Cash’s growl of fury sent Laura rocking backward on her heels. She glanced up in time to see Cash crumple the letter and heave it toward the nonexistent fire. Without a word of explanation, he stormed from the room, and a moment later she could hear him screaming for a groom from the front porch. Cash never yelled at the servants like that. Daringly Laura bent to pick up the discarded letter.
Smoothing the battered linen paper, she deciphered Mrs. Breckinridge’s spidery scrawl. Biting her lip, Laura read the letter once, then returned to the pertinent passages, scanning them again to make certain there wasn’t some mistake. Surely Sallie couldn’t be so foolish . . .
Shaking her head as she found no error in her interpretation, Laura crumpled the letter again and looked for a flint to light a fire. Cash had every right to go screaming off in haste, but there was no reason anyone else need know of it. She lit the piece of paper and watched it burn in the grate.
If Sallie wanted to scandalize society by carrying on while six months pregnant, that was nobody’s business but hers and Cash’s. Laura couldn’t imagine what kind of affairs a woman could have in that condition, but Mrs. Breckinridge’s outraged accounts left plenty to the imagination. Even if it all came to nothing, it sounded as if Sallie was doing her best to lose that baby. Sometimes the workings of her cousin’s mind eluded Laura.
Right now, Laura’s concern was all for Cash. Looking out the window, she could see the horses being readied and the carriage brought around. She didn’t want to be Sallie when Cash found her, but she didn’t want to be in Cash’s shoes right now either.
If all society scorned him even as Sallie’s husband, what would they do when they thought him Sallie’s cuckold?
Chapter 25
The fire reached the barn roof, igniting the newly baled hay in the loft and silhouetting the circle of night riders as they admired what they had wrought. A woman’s hysterical screams escalated to anguished cries of pain, but the men mounting their horses gave no evidence of consternation. The light from the fire illuminated the sway of a human form dangling from a tree limb as they turned their mounts toward the trees.

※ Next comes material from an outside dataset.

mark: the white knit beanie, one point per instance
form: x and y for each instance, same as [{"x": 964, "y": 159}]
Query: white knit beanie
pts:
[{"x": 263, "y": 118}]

The screams died to a whimper as a man rose from the ground and adjusted his baggy trousers. The woman left in the grass had nothing but a torn calico gown to cover her nakedness, and the bright yellow material emphasized the darkness of her exposed breasts and limbs.
A man with a rifle stepped from the shadows of the trees, and the rapist swung at his approach, reaching for the gun that should have been at his hip, realizing belatedly that it had fallen to the ground. Fear filled his face as he recognized the new arrival.
“Now, Brown, you’re gonna get yo’sef killed if you report any of this,” the rapist warned, backing off in the direction from which his comrades had departed. “They just uppity darkies that needed teachin’ a lesson. You ain’t got no call to interfere.”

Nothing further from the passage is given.